Additionally, Caldwell tore two ACLs between her first Olympics and her second. “I hadn’t competed in almost three years going into the Olympic season, and I kind of had no idea what was going to happen to me going into [the 2014] games,” she says. Originally she had intended to try to medal at Sochi, but after spending so much time injured, she adjusted her goal to simply going to the Olympics at all.
She met that goal — but she also says that in hindsight, she wishes she’d aimed a little higher. She made the qualifying round, but a bad landing in the finals knocked her out of the running for a medal. “I was in a spot where I had the chance to medal and I wish that I’d had loftier goals at that point,” she says.
This time, however, will be different. After the 2014 games, she says, “I realized it’s hard to be prepared for the Olympic Games because they’re so dramatically different and I’m such a different athlete — but I want to make sure that I put as much as I can into having the biggest goals that I can. And if I don’t meet them, at least I went out and set the bar as high as I could for myself instead of just wanting to go again.”
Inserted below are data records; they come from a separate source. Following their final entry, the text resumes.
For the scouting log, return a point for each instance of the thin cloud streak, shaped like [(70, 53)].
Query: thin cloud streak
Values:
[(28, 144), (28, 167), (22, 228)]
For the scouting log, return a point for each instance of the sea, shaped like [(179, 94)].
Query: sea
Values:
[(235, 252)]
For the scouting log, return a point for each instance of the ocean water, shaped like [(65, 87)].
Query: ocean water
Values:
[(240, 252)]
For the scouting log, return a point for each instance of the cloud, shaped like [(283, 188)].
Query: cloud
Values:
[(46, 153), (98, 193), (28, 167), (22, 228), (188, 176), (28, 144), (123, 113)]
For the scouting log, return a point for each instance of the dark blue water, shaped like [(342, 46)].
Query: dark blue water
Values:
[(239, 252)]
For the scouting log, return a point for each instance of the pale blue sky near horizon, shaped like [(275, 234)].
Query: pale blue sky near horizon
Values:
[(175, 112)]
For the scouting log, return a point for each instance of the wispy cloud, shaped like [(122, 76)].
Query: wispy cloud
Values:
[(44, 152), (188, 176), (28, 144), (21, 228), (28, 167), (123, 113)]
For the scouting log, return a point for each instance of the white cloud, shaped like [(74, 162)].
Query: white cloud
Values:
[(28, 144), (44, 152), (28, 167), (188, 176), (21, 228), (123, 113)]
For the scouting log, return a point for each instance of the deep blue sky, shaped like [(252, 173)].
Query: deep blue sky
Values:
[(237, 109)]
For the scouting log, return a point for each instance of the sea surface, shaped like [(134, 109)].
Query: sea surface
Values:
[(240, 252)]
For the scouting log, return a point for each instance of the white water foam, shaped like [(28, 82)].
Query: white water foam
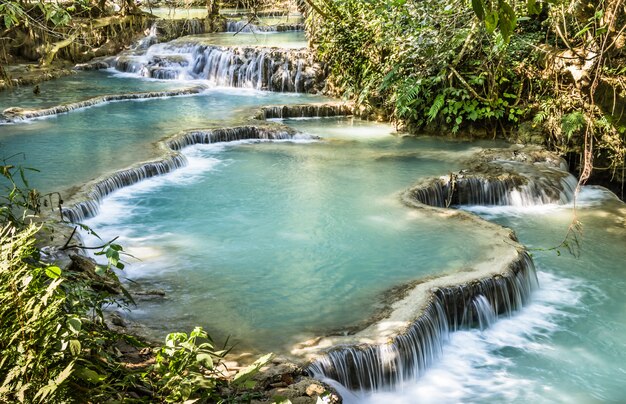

Indeed, that’s her philosophy for competing in general these days. She’s achieved a lot of firsts in her career — she was the first U.S. woman to land a trick referred to as a full, full, full, as well as the first woman to cleanly land a trick colloquially known as “The Daddy” — but although she says that she’s of course proud to say that she’s the first woman to have accomplished these records, ultimately, her ultimate goal is to set a different standard. “I want to do them for myself, and see how good I can be,” she says — and encourage people of all genders to reach for the loftiest goals they can.
Looking toward PyeongChang, she intends to medal — and you’d better believe she’s going to push herself as hard as she can to win it.